Representing a number of specified brands, the Cape of Good Hope brand falls under this umbrella and is the result of a greater initiative to protect and establish the old vines of the Cape as desirable, if not preferred, quality producers of diverse, superior, terroir-specific wines.

South Africa has very few ‘old’ vines.

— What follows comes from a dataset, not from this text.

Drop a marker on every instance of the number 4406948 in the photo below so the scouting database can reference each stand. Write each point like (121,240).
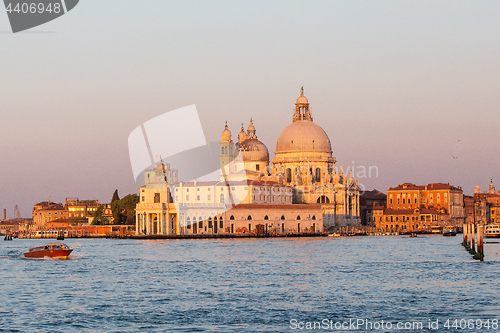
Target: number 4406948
(34,8)
(471,324)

In fact, of the estimated 3 538 hectares, 1 376 are sultana, leaving only 2 162 as legitimately ‘old’.

For the Cape of Good Hope range we have found (and in some cases, saved) these vineyards, the wines highlighting the virtues of our ‘old vines’ and putting a premium on terroir-specific South African wines, both locally and internationally.

The Winemaker

Mark van Buuren

Mark van Buuren started his career as assistant winemaker at Hartenberg Estate under the mentorship of celebrated winemaker, Carl Schultz.

His passion and drive saw him carve out a successful career for himself locally, before leaving Guardian Peak Wines in 2009 to further his career in Australia.

After 5 years abroad, he returned home in November 2013 to join the team at Anthonij Rupert Wines, where he now oversees all white and rosé wine production of the Protea, Terra del Capo and  the Cape of Good Hope range.  The Cape of Good Hope range is making its way into the history books of South Africa with its old vine and site specific wines. Mark has a vast understanding of winemaking and is blessed with a down-to-earth approach, he is destined to take the Cape of Good Hope range to even greater heights.

The Viticulturist

Deborah Isaacs

Viticulturist Deborah Isaacs was born in Jamestown, Stellenbosch and is a supremely motivated and focussed individual. She matriculated with straight A’s but after realising that a degree in accounting was never going to fulfil her, she took a gap year. “I realised that I needed to be outside so was considering something in agriculture or possibly nature conservation.” But then she was offered a bursary for formerly disadvantaged students by the Stellenbosch University’s student support services. This she graduated Cum Laude.

That set a chain of events in motion which ultimately resulted in Isaacs being appointed one of the few full-time female viticulturists in South Africa – and then stepping into very big shoes when her mentor Rosa Kruger left.
Isaacs has a big job, overseeing all aspects of viticulture at the Anthonij Rupert home farm as well as at Altima which is in the Elandskloof near Villiersdorp; Groenekloof near Darling and also at Riebeeksrivier near Riebeek West in the Swartland. She waxes lyrical about the multitude of grapes and terroirs available to Anthonij Rupert Wines.
Isaacs acknowledges that she feels driven to succeed, pushing herself hard –She admits she “loves to learn” and is keen to continue studying, and is actively considering a Masters degree taking an interest in the effects of climate change on viticulture.